Letters - Now News - Dec 22,2004
I wish to add my words of encouragement to Coquitlam city councillors to persist with the debate on SkyTrain for the north east sector. Virtually everyone with whom I have discussed this decision thinks an at-grade system such as is being proposed is a poor investment of taxpayers' money.
Last week, I navigated the bus and SkyTrain system to attend a meeting in downtown Vancouver. What I enjoyed about the SkyTrain system is the regularity and reliability of travel time. It allowed me to maximize my day and minimize my travel time.
My concern with the proposed tram is the use of two, (or three if you include buses) different technologies requiring the rider to get off one system and get on another. This not only adds time, but presents one more obstacle to the rider, thus increasing the inconvenience of public transit.
As well, if I understand the tram system correctly, it will be an at-grade system that will compete with vehicular traffic. As the city becomes even more congested, this system will get slower and slower over time.
If we are to encourage riders to get out of their vehicles and adopt public transit, it must be both convenient and rapid.
City councillors - hold out for a referendum on SkyTrain. A rapid transit system should be both "rapid" and a "system."
Open Letter to Kevin Falcon
Minister of Transportation
I'm writing to express my concern with the recent TransLink decision to implement light rapid transit on the north east extension, instead of SkyTrain.
My primary concern with this decision is based on future extendibility. The Lougheed Highway from Coquitlam to Maple Ridge is often in gridlock and is quickly getting worse, with extensive development in the north east.

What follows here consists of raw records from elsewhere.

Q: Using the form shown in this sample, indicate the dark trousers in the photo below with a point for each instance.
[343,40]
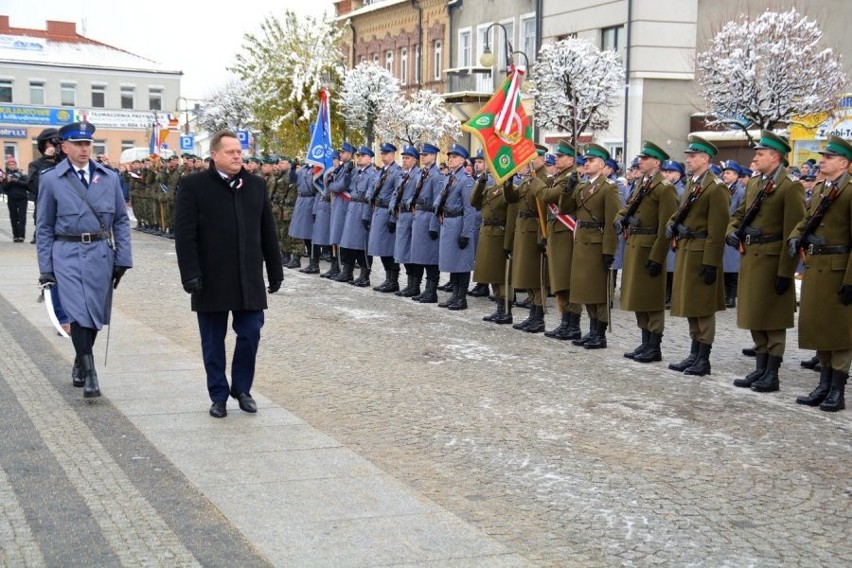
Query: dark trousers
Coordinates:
[18,215]
[213,327]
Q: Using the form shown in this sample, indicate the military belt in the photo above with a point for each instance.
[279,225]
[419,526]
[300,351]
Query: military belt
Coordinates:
[588,225]
[762,239]
[84,238]
[824,249]
[633,230]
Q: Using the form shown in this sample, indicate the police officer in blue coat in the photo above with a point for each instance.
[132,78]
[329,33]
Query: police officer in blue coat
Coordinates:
[731,172]
[338,184]
[353,241]
[425,228]
[402,216]
[83,238]
[458,224]
[382,241]
[302,223]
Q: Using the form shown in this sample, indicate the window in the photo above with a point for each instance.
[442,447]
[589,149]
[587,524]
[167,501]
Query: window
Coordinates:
[68,94]
[613,39]
[464,49]
[127,97]
[417,64]
[5,90]
[98,96]
[36,93]
[155,99]
[403,65]
[528,38]
[439,60]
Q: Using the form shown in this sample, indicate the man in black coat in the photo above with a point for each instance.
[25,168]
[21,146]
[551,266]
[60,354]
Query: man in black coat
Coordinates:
[224,234]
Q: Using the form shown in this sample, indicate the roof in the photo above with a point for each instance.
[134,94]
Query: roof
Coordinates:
[60,45]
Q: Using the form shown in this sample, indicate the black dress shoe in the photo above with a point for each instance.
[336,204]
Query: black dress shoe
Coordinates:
[247,403]
[218,409]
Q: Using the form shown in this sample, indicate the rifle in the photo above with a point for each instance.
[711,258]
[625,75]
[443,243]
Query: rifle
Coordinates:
[752,212]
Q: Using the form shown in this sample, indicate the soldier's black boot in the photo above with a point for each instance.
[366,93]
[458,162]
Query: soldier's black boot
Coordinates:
[644,345]
[653,351]
[559,329]
[599,340]
[461,299]
[835,400]
[523,324]
[429,295]
[690,359]
[536,325]
[479,291]
[90,377]
[295,261]
[759,369]
[701,366]
[78,381]
[769,382]
[333,270]
[593,328]
[817,396]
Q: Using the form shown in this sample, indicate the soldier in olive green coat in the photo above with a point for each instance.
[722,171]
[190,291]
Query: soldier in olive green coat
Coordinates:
[698,231]
[597,203]
[642,223]
[774,203]
[825,237]
[559,193]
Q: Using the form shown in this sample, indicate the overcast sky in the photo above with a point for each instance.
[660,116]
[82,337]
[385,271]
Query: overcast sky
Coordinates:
[198,38]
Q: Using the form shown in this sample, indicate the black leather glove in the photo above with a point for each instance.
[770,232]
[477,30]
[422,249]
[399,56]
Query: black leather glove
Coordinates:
[654,268]
[47,278]
[732,240]
[192,285]
[793,247]
[782,284]
[845,294]
[117,273]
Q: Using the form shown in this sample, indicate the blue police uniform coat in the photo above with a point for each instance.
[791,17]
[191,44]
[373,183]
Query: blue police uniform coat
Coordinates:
[340,179]
[381,241]
[402,197]
[302,223]
[83,270]
[354,233]
[731,257]
[424,250]
[679,187]
[459,220]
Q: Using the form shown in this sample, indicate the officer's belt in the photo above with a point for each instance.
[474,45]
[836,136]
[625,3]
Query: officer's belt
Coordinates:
[762,239]
[84,238]
[634,230]
[825,249]
[589,225]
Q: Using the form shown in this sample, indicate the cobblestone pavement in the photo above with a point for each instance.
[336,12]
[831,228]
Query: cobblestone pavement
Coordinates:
[565,456]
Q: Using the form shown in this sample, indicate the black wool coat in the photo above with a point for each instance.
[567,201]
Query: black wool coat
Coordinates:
[225,234]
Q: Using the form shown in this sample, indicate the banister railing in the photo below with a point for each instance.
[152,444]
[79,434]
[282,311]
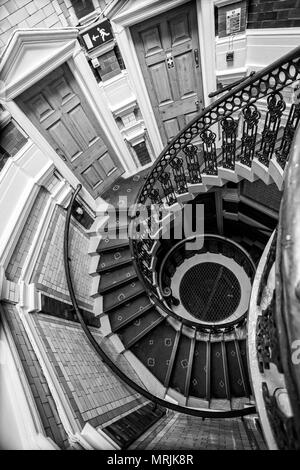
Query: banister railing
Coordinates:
[222,244]
[230,86]
[274,320]
[203,413]
[271,79]
[287,311]
[263,134]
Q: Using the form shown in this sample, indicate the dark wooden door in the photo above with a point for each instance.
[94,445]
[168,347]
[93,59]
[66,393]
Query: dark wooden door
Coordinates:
[168,51]
[59,110]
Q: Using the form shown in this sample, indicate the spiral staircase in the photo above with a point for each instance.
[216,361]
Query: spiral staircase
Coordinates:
[187,364]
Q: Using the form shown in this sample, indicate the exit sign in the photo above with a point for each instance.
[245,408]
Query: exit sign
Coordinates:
[98,35]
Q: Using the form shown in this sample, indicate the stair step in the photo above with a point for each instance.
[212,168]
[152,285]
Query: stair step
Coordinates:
[133,332]
[129,312]
[113,259]
[154,349]
[236,378]
[218,374]
[181,364]
[198,375]
[121,295]
[108,244]
[111,279]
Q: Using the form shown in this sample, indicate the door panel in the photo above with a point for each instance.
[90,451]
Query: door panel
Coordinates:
[166,46]
[59,110]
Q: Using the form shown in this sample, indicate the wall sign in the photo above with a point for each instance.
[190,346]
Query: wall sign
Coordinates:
[98,35]
[233,21]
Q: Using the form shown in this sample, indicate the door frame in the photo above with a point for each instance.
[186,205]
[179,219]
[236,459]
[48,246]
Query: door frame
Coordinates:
[32,55]
[135,12]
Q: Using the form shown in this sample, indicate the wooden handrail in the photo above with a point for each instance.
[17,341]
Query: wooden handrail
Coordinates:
[230,86]
[287,312]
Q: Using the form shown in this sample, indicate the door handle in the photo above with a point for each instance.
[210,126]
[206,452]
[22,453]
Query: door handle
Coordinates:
[196,57]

Rapid transit extension to Coquitlam should be designed with the best way to effect future extension to Port Coquitlam, Pitt Meadows and Maple Ridge factored in.

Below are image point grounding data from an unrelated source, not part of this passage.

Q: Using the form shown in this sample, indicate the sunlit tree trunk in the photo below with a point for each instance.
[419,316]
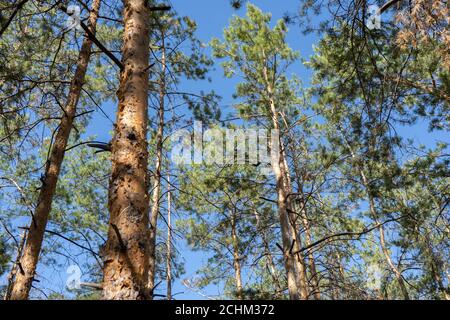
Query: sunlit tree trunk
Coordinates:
[236,257]
[126,252]
[157,175]
[268,255]
[375,217]
[169,241]
[30,256]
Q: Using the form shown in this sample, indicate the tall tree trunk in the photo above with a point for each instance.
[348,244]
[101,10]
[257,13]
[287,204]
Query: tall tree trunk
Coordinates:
[294,265]
[159,158]
[236,257]
[30,257]
[169,241]
[301,211]
[268,255]
[16,266]
[308,241]
[125,254]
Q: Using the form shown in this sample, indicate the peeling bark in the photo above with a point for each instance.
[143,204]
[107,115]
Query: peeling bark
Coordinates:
[125,254]
[159,158]
[23,282]
[236,258]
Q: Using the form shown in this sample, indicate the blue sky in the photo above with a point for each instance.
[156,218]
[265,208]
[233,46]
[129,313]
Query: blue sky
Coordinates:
[212,16]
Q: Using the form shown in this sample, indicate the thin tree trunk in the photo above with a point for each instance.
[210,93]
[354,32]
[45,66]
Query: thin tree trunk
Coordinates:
[125,254]
[236,257]
[16,266]
[269,258]
[295,271]
[308,241]
[374,214]
[159,158]
[169,241]
[30,257]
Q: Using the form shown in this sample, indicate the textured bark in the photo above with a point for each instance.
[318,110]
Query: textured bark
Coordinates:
[157,178]
[169,241]
[311,259]
[125,254]
[16,266]
[236,258]
[294,266]
[270,264]
[31,251]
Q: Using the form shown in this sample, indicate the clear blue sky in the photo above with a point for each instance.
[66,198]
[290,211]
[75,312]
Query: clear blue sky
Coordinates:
[212,16]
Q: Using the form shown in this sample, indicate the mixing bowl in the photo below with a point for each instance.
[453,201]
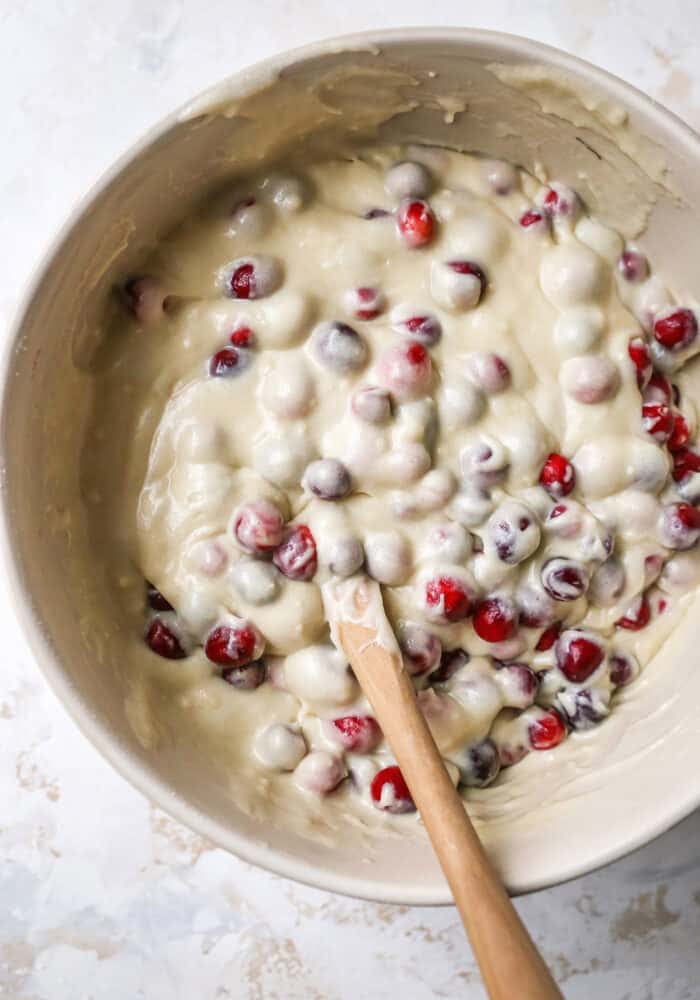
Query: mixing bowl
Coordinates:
[557,814]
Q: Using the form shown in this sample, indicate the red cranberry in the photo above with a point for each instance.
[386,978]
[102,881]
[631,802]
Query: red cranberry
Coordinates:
[447,599]
[163,641]
[680,434]
[390,792]
[495,619]
[633,266]
[564,579]
[557,475]
[358,733]
[578,655]
[296,557]
[677,329]
[156,600]
[548,638]
[258,526]
[640,356]
[416,223]
[657,420]
[547,730]
[421,649]
[234,645]
[247,677]
[637,615]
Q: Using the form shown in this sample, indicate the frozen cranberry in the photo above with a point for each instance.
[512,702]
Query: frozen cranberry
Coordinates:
[633,266]
[685,463]
[258,526]
[416,223]
[371,404]
[242,336]
[234,645]
[327,478]
[679,526]
[548,638]
[564,579]
[480,765]
[657,421]
[228,361]
[676,329]
[637,615]
[623,669]
[358,733]
[451,661]
[640,355]
[365,303]
[390,792]
[247,677]
[163,641]
[680,434]
[448,599]
[421,649]
[578,655]
[339,347]
[406,370]
[557,475]
[296,556]
[156,600]
[488,371]
[495,619]
[547,730]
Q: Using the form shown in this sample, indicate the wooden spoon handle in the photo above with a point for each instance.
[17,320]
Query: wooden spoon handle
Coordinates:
[511,965]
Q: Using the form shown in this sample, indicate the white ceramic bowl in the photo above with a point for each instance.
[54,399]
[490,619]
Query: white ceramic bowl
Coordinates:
[555,815]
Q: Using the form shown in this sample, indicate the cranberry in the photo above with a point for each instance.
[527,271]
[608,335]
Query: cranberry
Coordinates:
[327,478]
[390,792]
[564,579]
[657,420]
[448,599]
[548,638]
[679,526]
[680,434]
[234,645]
[156,600]
[242,336]
[339,347]
[623,669]
[416,223]
[675,330]
[406,370]
[296,557]
[685,463]
[547,730]
[578,655]
[228,361]
[358,733]
[163,641]
[247,677]
[495,619]
[421,649]
[557,475]
[633,266]
[371,404]
[640,356]
[637,615]
[258,526]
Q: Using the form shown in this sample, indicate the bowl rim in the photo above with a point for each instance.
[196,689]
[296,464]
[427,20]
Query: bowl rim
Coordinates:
[140,776]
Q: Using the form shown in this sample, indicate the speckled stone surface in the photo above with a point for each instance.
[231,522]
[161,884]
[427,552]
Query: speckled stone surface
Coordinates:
[101,895]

While TransLink certainly has an ambitious agenda of projects planned, I've seen nothing regarding a rapid transit system solution. As an example, why not integrate and add to various projects already planned, so that rapid transit will not only run to Coquitlam, but then out to Pitt Meadows, over the Golden Ears Bridge, out to Langley and then up to Surrey to the King George SkyTrain station, forming a loop that would provide multiple options to commuters, serving an enormous percentage of people in the region?
Cost? Yes, this proposal would be expensive. But so would the cost of not creating an integrated system. The current projects being planned simply add more roads and bridges, which will then encourage the use of more cars and the subsequent pollution that is already turning the sky brown.

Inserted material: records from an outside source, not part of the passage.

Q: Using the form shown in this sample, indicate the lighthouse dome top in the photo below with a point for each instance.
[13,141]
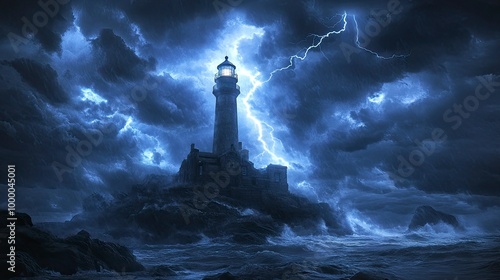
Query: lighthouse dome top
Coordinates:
[226,63]
[226,69]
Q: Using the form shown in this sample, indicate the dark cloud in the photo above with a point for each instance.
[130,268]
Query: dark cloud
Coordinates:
[43,78]
[19,20]
[118,60]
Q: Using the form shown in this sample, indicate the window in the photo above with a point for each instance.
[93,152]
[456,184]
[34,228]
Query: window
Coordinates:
[226,71]
[277,177]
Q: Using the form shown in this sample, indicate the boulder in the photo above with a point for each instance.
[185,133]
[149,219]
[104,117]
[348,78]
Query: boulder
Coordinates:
[37,250]
[427,215]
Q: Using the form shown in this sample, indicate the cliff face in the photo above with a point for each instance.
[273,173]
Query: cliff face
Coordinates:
[184,214]
[36,249]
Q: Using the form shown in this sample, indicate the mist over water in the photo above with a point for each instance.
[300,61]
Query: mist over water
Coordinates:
[431,252]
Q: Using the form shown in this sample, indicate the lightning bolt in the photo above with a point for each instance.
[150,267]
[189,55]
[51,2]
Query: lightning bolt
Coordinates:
[268,146]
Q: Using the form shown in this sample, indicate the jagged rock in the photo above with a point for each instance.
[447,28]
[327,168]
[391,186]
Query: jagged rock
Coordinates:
[39,249]
[427,215]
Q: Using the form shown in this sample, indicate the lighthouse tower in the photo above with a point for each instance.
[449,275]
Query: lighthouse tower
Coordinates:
[228,159]
[226,120]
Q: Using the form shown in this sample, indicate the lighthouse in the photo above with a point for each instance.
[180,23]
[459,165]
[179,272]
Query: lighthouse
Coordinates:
[225,91]
[228,158]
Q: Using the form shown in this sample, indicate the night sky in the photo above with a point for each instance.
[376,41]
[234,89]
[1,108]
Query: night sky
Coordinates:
[403,112]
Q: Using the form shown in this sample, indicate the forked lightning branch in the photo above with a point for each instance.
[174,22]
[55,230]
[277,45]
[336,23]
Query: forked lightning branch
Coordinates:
[11,219]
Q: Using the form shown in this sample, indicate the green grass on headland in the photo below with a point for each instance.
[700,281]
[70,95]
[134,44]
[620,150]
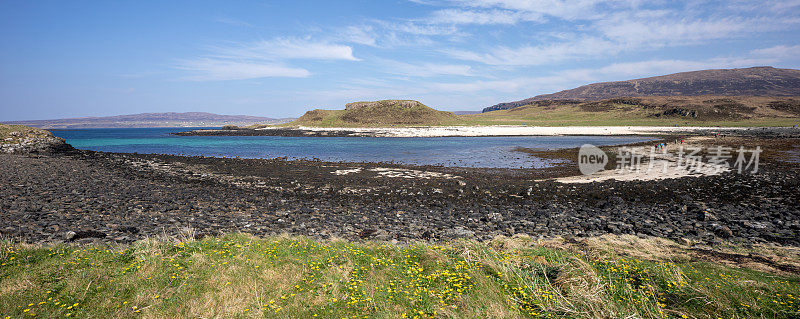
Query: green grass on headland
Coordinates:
[238,276]
[643,111]
[14,133]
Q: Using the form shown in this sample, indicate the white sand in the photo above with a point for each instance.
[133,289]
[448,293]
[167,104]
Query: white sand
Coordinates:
[441,131]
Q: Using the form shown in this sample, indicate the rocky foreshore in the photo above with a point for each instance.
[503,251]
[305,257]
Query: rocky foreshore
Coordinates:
[90,196]
[499,130]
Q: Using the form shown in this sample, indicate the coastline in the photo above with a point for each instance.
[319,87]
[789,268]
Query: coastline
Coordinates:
[487,131]
[120,198]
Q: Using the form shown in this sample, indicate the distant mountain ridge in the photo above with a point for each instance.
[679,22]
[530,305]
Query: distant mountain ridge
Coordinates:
[755,81]
[167,119]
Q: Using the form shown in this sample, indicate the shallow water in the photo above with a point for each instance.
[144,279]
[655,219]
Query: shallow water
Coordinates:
[490,152]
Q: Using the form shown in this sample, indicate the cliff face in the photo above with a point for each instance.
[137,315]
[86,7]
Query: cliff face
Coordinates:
[756,81]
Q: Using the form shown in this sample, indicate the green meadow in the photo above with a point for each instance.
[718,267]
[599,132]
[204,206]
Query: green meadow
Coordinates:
[241,276]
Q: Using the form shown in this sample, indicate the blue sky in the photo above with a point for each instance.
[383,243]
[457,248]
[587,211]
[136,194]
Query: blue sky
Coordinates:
[281,58]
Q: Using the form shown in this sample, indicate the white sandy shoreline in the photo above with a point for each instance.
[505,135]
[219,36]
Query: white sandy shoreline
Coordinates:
[471,131]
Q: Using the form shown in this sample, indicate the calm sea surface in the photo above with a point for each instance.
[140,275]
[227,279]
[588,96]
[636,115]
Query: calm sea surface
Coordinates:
[495,152]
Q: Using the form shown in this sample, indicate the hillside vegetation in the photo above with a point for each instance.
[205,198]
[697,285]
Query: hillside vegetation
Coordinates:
[240,276]
[755,81]
[655,111]
[378,113]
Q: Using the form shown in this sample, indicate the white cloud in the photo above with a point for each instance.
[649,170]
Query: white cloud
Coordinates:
[288,48]
[233,21]
[540,55]
[426,69]
[221,70]
[481,17]
[779,51]
[563,9]
[358,34]
[262,59]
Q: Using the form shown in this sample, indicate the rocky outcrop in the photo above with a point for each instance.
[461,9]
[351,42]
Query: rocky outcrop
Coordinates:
[385,103]
[23,140]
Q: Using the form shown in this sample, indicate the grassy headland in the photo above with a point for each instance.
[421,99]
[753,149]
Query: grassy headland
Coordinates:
[287,277]
[10,134]
[379,113]
[641,111]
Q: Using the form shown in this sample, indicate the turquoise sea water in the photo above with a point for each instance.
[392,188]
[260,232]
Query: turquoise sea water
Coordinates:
[494,152]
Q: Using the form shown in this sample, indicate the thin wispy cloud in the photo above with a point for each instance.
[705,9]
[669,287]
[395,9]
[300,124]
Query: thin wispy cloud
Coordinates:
[262,59]
[222,70]
[425,69]
[480,17]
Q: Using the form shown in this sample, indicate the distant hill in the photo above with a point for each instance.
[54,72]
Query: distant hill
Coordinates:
[386,112]
[170,119]
[705,110]
[755,81]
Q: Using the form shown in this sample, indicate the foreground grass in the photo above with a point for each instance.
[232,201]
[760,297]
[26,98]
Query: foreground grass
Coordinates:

Do we need some new roads and bridges? Absolutely. Transportation has been so badly neglected that we have no choice but to do some building to relieve the congestion (e.g. twinning the Port Mann). But this expansion must be done in concert with new rapid transit, otherwise we're just continuing along the same course that got us into these traffic problems in the first place.
The provincial government is in a surplus budget situation. I hope that you and your colleagues, through vision and leadership, can encourage TransLink to develop some better long-term solutions that will ensure the sustainability of the region.
Leneen Robb's article on the front page of The NOW Dec. 18 reflects on Coquitlam Coun. Diane Thorne's move towards having a referendum to decide how "pro" Coquitlam citizens would be for SkyTrain rather than the tram system that our mayor is for.
As I see it, in a built-up area, there is room for only so many traffic lanes. A tram track on one side may take up the space of one lane, with another land needed for the tram's return trip.
I like Thorne's suggestion to go, by referendum, to the people for their views. That, I think, is a much better course to take than, without thought, to barrel on ahead and put in place, for now, a monstrosity that in a few years would have to be replaced by something else, maybe at triple the cost of going SkyTrain now.